The Man's Christian Name

Now I’m again writing you a few lines, my dear friend Apollon Nicolayevich, and again to make an extraordinary request. (Did you receive my letter of yesterday in which I wrote to you that Katkov might perhaps send you in two or three weeks’ time two hundred roubles? I asked you most earnestly to help me and to divide that money (one hundred to Emily Fiodorovna, fifty to Pasha at once, and to keep the remaining fifty (also for Pasha), without telling him about it, and to hand it over to him after two months). Owing to an urgent cause and an important reason I must dispose of the money differently. Namely: hand over one hundred to Emily Fiodorovna, and fifty to Pasha now; give the remaining fifty roubles, my dear friend, to Anna Nicolayevna Snitkin, Anna Gregorevna’s mother. You may let her know through Pasha that she should call on you to get it. Or rather we ourselves will write to her, and she will call on you. When leaving Petersburg we pawned, I believe, all our movables, all our furniture, and all our things. For a whole year Anna Nicolayevna paid the interest (a very high one too) for us out of her pocket—but now she herself has great expenses, and although she does not ask us for money to pay the interest and continues to pay it as before, we must help her now and just at this moment. And Pasha, I will send to somehow, if I have money later, in two months’ time. Don’t disappoint me, my precious friend, don’t disappoint me; but do all these commissions which have a most vital importance for me, I earnestly entreat you. I shall try my best to prevent them all from worrying you much; I will ask them. Good-bye for the present. I embrace you closely.
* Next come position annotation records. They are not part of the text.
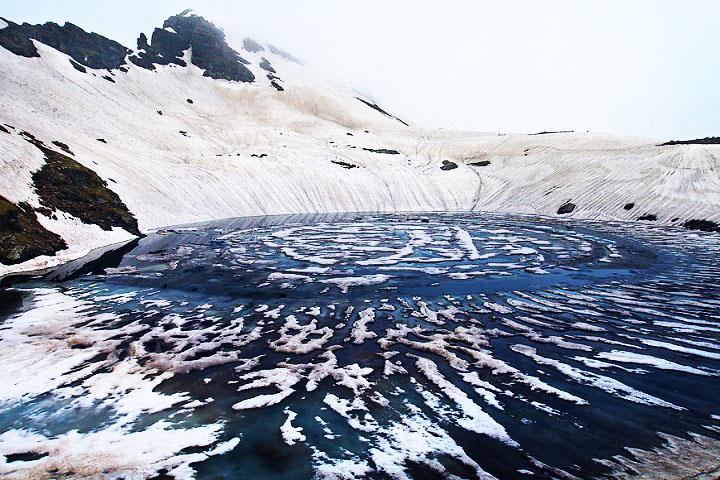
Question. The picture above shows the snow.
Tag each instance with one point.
(632, 357)
(168, 179)
(291, 434)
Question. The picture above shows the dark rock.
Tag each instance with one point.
(77, 66)
(210, 51)
(696, 141)
(88, 49)
(448, 165)
(66, 185)
(566, 208)
(386, 151)
(24, 457)
(704, 225)
(265, 65)
(22, 237)
(62, 147)
(252, 46)
(344, 164)
(377, 108)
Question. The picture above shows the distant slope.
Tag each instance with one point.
(187, 128)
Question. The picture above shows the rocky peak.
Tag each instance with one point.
(86, 48)
(210, 51)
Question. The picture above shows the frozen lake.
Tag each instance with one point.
(386, 346)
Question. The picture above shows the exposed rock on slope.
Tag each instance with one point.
(209, 49)
(63, 184)
(125, 132)
(89, 49)
(22, 237)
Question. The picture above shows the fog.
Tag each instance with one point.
(647, 68)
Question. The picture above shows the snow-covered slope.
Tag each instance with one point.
(178, 146)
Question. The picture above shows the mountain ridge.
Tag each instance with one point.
(189, 137)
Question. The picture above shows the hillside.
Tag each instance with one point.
(100, 142)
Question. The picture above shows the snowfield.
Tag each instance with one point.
(242, 149)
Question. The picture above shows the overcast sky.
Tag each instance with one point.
(649, 68)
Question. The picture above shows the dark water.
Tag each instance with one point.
(389, 346)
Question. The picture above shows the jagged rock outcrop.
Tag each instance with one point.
(22, 237)
(88, 49)
(210, 51)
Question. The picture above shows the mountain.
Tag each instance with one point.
(100, 142)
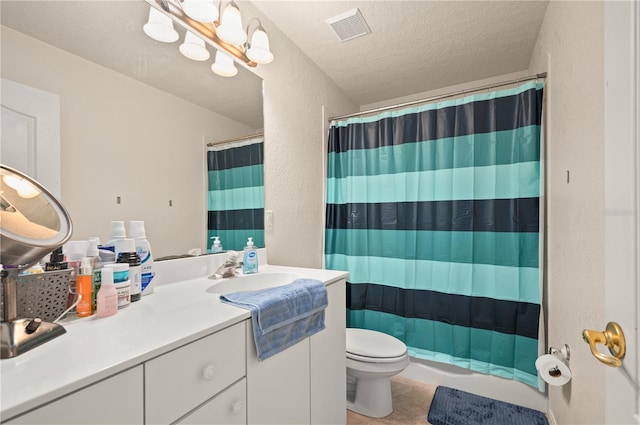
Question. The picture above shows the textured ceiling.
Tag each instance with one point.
(414, 46)
(97, 31)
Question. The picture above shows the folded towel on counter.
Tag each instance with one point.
(284, 315)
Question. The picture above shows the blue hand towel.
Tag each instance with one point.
(284, 315)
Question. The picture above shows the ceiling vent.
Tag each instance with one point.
(349, 25)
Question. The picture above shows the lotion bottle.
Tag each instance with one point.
(250, 258)
(107, 295)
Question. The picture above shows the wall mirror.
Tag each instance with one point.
(109, 34)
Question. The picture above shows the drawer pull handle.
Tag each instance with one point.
(237, 407)
(208, 372)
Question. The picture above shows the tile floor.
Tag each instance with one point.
(411, 402)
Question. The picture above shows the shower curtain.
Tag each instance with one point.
(236, 193)
(435, 213)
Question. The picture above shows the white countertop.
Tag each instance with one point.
(178, 312)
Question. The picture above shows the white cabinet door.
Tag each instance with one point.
(278, 387)
(116, 400)
(228, 407)
(179, 381)
(328, 362)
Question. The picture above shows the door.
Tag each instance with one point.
(622, 195)
(31, 133)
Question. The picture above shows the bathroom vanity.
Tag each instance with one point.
(181, 356)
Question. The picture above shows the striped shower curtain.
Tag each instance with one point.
(236, 193)
(435, 212)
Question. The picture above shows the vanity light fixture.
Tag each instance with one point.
(226, 34)
(224, 66)
(200, 10)
(194, 48)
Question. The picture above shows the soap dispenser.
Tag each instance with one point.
(216, 246)
(250, 258)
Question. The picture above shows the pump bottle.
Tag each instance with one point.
(250, 258)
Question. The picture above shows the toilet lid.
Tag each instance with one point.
(372, 344)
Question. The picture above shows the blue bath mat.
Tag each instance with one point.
(455, 407)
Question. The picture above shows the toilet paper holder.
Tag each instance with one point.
(564, 352)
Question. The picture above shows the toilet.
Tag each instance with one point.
(372, 359)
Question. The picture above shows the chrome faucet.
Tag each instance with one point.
(228, 269)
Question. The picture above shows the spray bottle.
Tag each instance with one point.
(137, 232)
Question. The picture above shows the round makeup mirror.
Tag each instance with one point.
(32, 224)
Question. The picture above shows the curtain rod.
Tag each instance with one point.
(442, 96)
(236, 139)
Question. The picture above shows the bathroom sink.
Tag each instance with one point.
(252, 282)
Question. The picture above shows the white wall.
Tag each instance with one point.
(295, 92)
(570, 48)
(123, 138)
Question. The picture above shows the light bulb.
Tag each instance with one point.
(160, 27)
(259, 51)
(230, 28)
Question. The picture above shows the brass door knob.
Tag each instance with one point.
(613, 338)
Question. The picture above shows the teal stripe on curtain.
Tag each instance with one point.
(236, 239)
(234, 178)
(434, 211)
(236, 199)
(501, 249)
(479, 280)
(476, 349)
(474, 150)
(520, 180)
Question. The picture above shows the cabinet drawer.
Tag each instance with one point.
(116, 400)
(177, 382)
(229, 408)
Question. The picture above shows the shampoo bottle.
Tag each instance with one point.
(84, 288)
(137, 232)
(126, 252)
(107, 295)
(250, 258)
(96, 266)
(116, 232)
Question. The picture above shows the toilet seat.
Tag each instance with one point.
(374, 347)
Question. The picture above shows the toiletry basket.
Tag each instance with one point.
(42, 295)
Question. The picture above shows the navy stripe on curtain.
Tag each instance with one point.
(236, 193)
(435, 213)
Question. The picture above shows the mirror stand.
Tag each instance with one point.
(20, 335)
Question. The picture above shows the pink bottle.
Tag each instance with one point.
(107, 299)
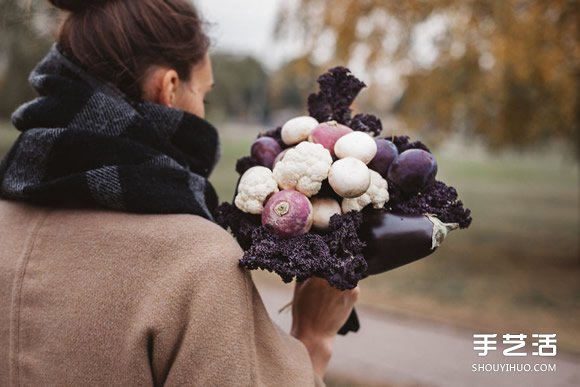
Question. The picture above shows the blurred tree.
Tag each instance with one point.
(22, 45)
(505, 71)
(240, 90)
(291, 84)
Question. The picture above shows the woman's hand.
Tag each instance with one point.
(318, 312)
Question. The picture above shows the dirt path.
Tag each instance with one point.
(392, 349)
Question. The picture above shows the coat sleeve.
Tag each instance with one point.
(214, 329)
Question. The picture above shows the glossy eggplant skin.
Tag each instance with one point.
(394, 240)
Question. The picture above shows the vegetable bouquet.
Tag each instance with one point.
(323, 195)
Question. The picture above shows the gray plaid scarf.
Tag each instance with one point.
(84, 144)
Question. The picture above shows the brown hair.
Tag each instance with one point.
(119, 40)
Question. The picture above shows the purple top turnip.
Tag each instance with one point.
(327, 133)
(413, 170)
(288, 212)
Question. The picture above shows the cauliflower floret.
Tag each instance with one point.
(377, 194)
(303, 168)
(255, 186)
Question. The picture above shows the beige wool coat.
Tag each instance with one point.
(103, 298)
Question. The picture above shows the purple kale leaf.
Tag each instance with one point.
(402, 143)
(437, 198)
(338, 89)
(366, 123)
(335, 256)
(242, 225)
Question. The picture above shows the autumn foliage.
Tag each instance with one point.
(506, 72)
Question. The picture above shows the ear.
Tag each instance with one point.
(168, 93)
(160, 86)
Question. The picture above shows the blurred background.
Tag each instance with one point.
(492, 86)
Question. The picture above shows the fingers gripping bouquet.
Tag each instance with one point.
(324, 196)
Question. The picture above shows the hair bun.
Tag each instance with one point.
(75, 5)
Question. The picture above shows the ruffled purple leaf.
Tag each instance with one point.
(338, 89)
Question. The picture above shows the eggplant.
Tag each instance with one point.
(394, 240)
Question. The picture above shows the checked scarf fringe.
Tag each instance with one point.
(84, 144)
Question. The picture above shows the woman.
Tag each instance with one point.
(111, 270)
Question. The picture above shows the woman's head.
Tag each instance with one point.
(141, 46)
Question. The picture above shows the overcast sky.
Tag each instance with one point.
(246, 27)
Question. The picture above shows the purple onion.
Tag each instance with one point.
(386, 153)
(264, 150)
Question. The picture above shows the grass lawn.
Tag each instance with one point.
(515, 270)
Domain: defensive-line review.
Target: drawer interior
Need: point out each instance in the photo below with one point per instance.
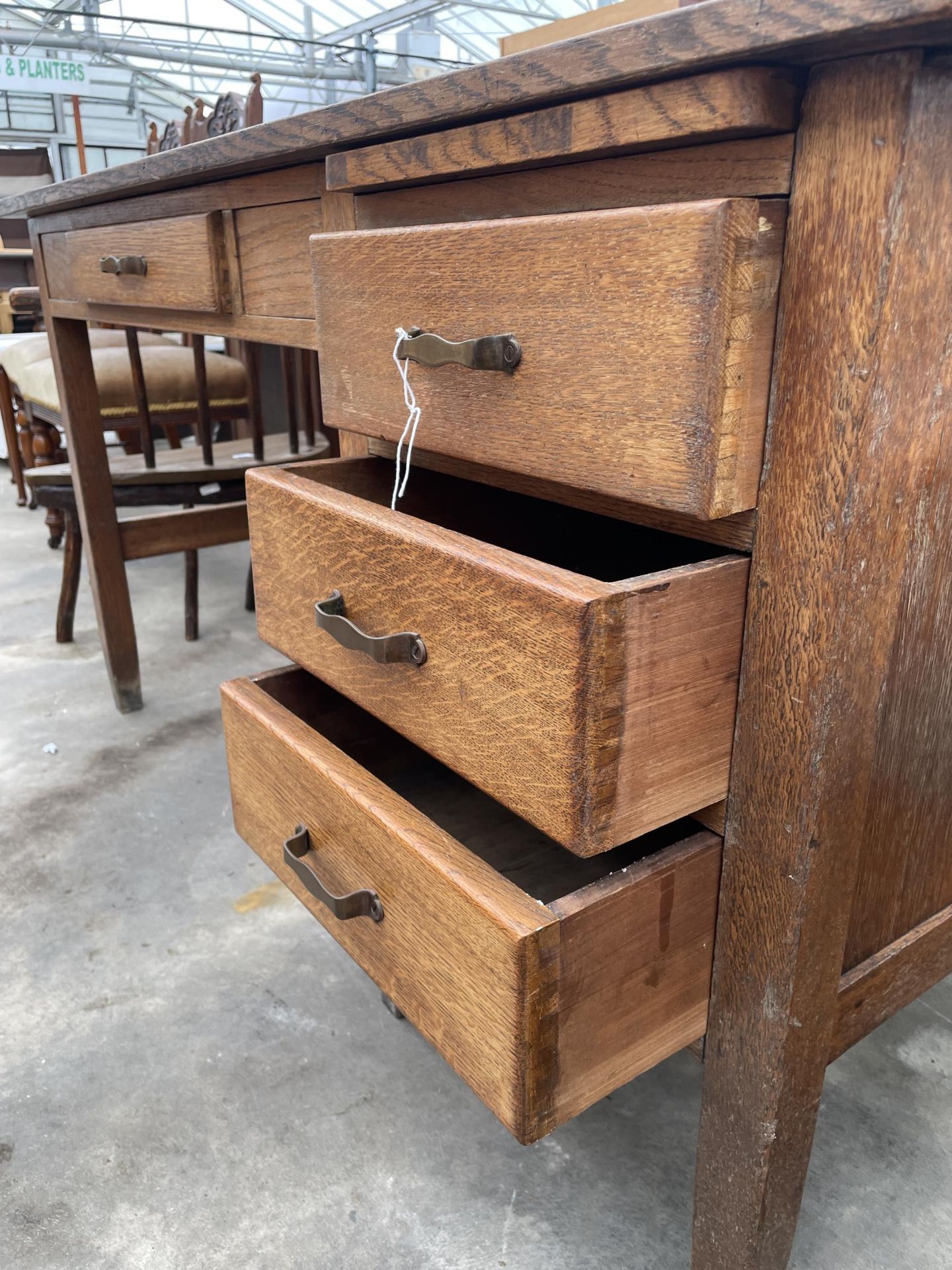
(518, 851)
(545, 980)
(579, 541)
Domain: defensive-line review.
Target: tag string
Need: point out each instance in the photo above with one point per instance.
(413, 418)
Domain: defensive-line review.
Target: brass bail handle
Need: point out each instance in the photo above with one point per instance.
(403, 647)
(358, 904)
(485, 353)
(128, 265)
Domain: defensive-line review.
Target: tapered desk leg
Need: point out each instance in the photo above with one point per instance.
(861, 403)
(97, 508)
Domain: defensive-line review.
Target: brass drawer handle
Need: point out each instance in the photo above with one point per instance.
(487, 353)
(358, 904)
(403, 647)
(135, 265)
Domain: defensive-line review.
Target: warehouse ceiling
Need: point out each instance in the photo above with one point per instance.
(307, 55)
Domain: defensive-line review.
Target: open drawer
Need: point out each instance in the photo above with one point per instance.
(625, 352)
(580, 669)
(545, 980)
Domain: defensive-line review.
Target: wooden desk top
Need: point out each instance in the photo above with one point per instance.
(701, 37)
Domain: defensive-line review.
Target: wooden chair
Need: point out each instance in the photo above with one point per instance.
(205, 483)
(230, 113)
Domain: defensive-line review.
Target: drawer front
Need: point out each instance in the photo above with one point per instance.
(645, 333)
(180, 265)
(597, 710)
(542, 1007)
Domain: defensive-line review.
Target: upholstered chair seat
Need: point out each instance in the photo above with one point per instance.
(36, 349)
(169, 372)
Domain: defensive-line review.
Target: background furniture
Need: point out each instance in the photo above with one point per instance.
(834, 904)
(229, 114)
(150, 381)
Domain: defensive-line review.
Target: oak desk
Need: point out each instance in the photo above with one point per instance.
(836, 894)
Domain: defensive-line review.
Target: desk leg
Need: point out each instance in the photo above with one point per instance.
(859, 405)
(97, 508)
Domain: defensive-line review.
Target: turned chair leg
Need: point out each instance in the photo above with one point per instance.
(69, 588)
(46, 448)
(192, 595)
(13, 444)
(251, 589)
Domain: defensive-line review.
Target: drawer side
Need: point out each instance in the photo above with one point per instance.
(513, 646)
(643, 375)
(465, 954)
(636, 955)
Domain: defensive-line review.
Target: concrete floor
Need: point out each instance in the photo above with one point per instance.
(193, 1075)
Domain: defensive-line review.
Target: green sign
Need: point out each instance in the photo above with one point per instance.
(28, 74)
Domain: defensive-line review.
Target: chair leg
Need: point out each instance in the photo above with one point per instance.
(251, 589)
(13, 446)
(48, 448)
(69, 589)
(192, 595)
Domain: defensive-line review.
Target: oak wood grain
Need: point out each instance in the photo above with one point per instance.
(645, 937)
(545, 652)
(184, 261)
(859, 409)
(97, 513)
(730, 531)
(739, 103)
(905, 864)
(645, 334)
(681, 42)
(756, 168)
(272, 244)
(444, 910)
(546, 981)
(179, 531)
(257, 190)
(891, 978)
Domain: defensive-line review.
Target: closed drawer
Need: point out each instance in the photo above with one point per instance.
(546, 981)
(645, 333)
(175, 263)
(580, 669)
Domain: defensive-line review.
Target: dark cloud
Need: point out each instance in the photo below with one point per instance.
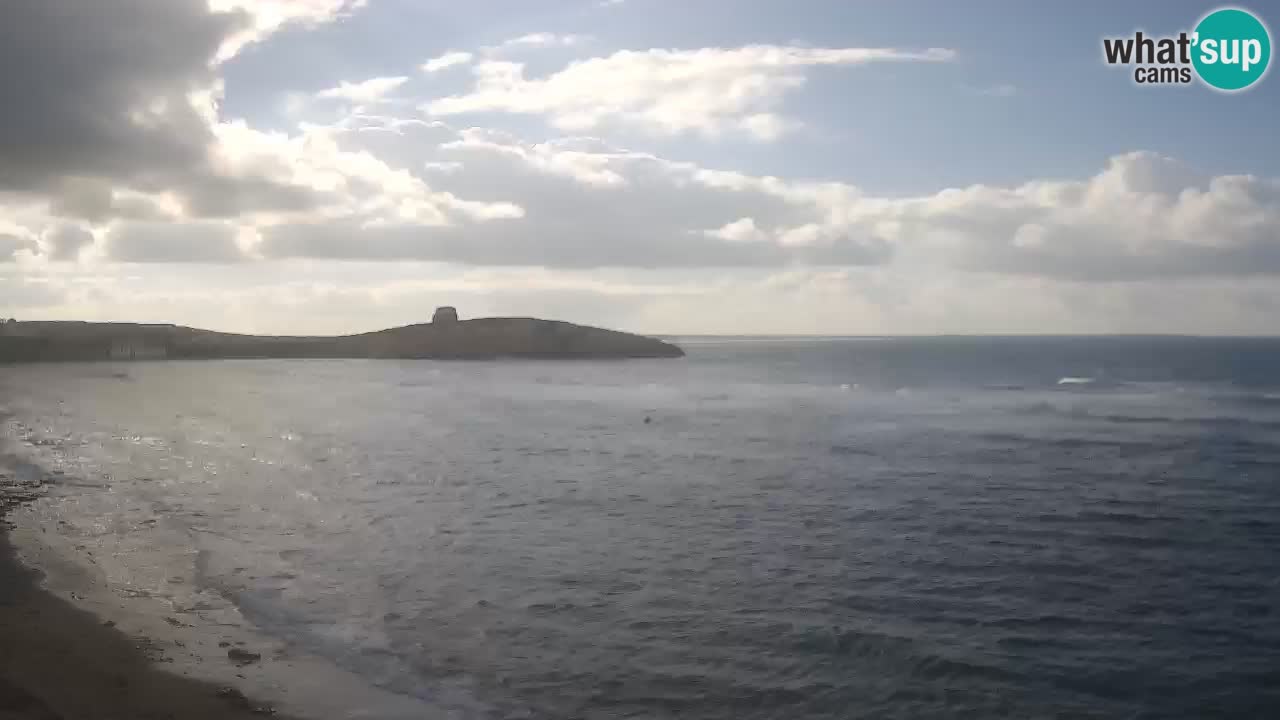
(67, 241)
(96, 95)
(10, 245)
(170, 242)
(650, 215)
(74, 74)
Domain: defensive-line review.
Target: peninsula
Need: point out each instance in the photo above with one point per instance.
(444, 337)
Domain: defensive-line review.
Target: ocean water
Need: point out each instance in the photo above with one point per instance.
(801, 528)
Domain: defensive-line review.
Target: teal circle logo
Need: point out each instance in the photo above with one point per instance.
(1232, 49)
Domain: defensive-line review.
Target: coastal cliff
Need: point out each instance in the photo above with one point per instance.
(443, 338)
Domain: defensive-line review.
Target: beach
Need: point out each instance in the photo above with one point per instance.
(810, 529)
(60, 662)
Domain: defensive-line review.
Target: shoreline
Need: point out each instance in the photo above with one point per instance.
(74, 648)
(62, 662)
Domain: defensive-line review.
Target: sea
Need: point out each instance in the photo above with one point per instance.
(769, 528)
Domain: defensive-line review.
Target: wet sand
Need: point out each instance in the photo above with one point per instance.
(59, 662)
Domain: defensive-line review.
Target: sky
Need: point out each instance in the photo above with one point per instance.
(722, 167)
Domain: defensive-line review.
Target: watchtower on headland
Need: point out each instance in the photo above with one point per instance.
(444, 315)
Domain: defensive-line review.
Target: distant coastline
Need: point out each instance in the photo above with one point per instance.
(444, 337)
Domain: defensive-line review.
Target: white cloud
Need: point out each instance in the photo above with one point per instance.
(268, 17)
(704, 91)
(447, 60)
(739, 231)
(542, 40)
(366, 91)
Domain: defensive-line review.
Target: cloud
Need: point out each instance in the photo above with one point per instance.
(266, 17)
(120, 101)
(128, 108)
(67, 241)
(705, 91)
(447, 60)
(10, 245)
(542, 40)
(581, 205)
(1143, 217)
(169, 242)
(368, 91)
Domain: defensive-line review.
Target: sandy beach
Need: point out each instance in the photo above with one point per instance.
(59, 662)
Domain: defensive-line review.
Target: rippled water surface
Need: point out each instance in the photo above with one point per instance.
(855, 528)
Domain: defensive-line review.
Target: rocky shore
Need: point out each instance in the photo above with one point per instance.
(446, 337)
(60, 662)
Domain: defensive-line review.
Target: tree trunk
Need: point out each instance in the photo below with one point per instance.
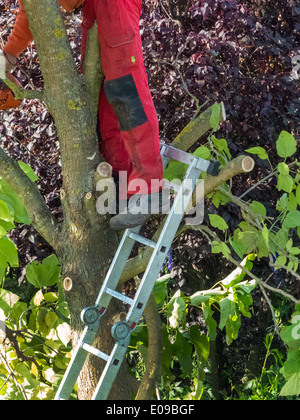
(83, 241)
(85, 246)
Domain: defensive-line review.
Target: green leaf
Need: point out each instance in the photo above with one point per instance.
(202, 152)
(298, 194)
(23, 370)
(160, 291)
(217, 247)
(50, 297)
(201, 343)
(8, 253)
(285, 182)
(51, 320)
(222, 146)
(197, 298)
(6, 213)
(215, 117)
(8, 195)
(292, 219)
(183, 350)
(178, 312)
(217, 221)
(292, 387)
(227, 308)
(210, 322)
(28, 171)
(259, 151)
(44, 274)
(286, 145)
(238, 274)
(259, 209)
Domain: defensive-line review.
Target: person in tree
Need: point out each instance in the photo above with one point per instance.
(129, 132)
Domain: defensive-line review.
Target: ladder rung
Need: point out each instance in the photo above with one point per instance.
(179, 155)
(119, 296)
(95, 351)
(142, 240)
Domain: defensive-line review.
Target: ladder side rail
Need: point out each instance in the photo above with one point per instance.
(111, 370)
(116, 268)
(163, 245)
(75, 366)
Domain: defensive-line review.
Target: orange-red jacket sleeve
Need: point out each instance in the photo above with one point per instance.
(21, 37)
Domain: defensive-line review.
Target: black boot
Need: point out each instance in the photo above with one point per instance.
(139, 210)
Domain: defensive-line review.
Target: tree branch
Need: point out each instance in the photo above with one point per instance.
(20, 93)
(155, 348)
(238, 165)
(31, 197)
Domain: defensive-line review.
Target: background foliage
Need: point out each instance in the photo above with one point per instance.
(226, 335)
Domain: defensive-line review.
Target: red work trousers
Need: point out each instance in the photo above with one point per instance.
(128, 120)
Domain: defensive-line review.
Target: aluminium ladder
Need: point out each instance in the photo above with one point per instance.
(121, 331)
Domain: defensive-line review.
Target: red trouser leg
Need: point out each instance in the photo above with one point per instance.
(126, 89)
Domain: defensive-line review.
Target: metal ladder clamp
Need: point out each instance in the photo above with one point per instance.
(121, 331)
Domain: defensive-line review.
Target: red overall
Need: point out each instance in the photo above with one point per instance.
(128, 120)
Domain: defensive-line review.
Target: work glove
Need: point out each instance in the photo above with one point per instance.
(7, 99)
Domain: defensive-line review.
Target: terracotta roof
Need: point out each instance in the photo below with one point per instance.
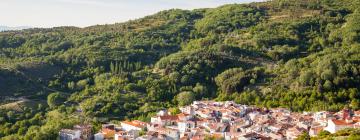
(341, 122)
(138, 124)
(169, 117)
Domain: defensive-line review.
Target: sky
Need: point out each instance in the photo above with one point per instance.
(82, 13)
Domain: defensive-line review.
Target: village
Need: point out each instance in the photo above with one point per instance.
(221, 120)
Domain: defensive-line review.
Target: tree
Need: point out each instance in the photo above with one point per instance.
(54, 99)
(185, 98)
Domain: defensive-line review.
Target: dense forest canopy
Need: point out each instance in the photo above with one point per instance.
(298, 54)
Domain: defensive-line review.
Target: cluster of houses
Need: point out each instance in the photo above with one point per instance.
(223, 120)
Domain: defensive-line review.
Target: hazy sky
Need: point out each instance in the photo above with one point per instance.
(50, 13)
Wholly your F. Dostoevsky.

PS. Last night I had a fit, so violent, that I have not recovered yet and I am aching all over; in particular my head aches unbearably.

PS. I am so distracted, everything is muddled up in my head because of the fit. I wrote a letter to Pasha, a most urgent one; but, although he has given me his address, I am afraid to send it to him, because he may have moved again to new rooms, and I ask you to hand over the letter to him. My dear friend, Apollon Nicolayevich, forgive me for all this unconscionable trouble I am giving you; but the letter to Pasha, which I enclose here, is so highly important to me and it deals with a question so affecting my heart and soul that nothing can be more important to me than its speedy delivery. Be my benefactor. You have only to send this letter to him through some one at the Address-Office. It is close to where you live and you will find it at once.—In any event, I also inscribe on the letter the address of Pasha’s late rooms, which also are not far from your house. Be my benefactor and deliver it to him immediately.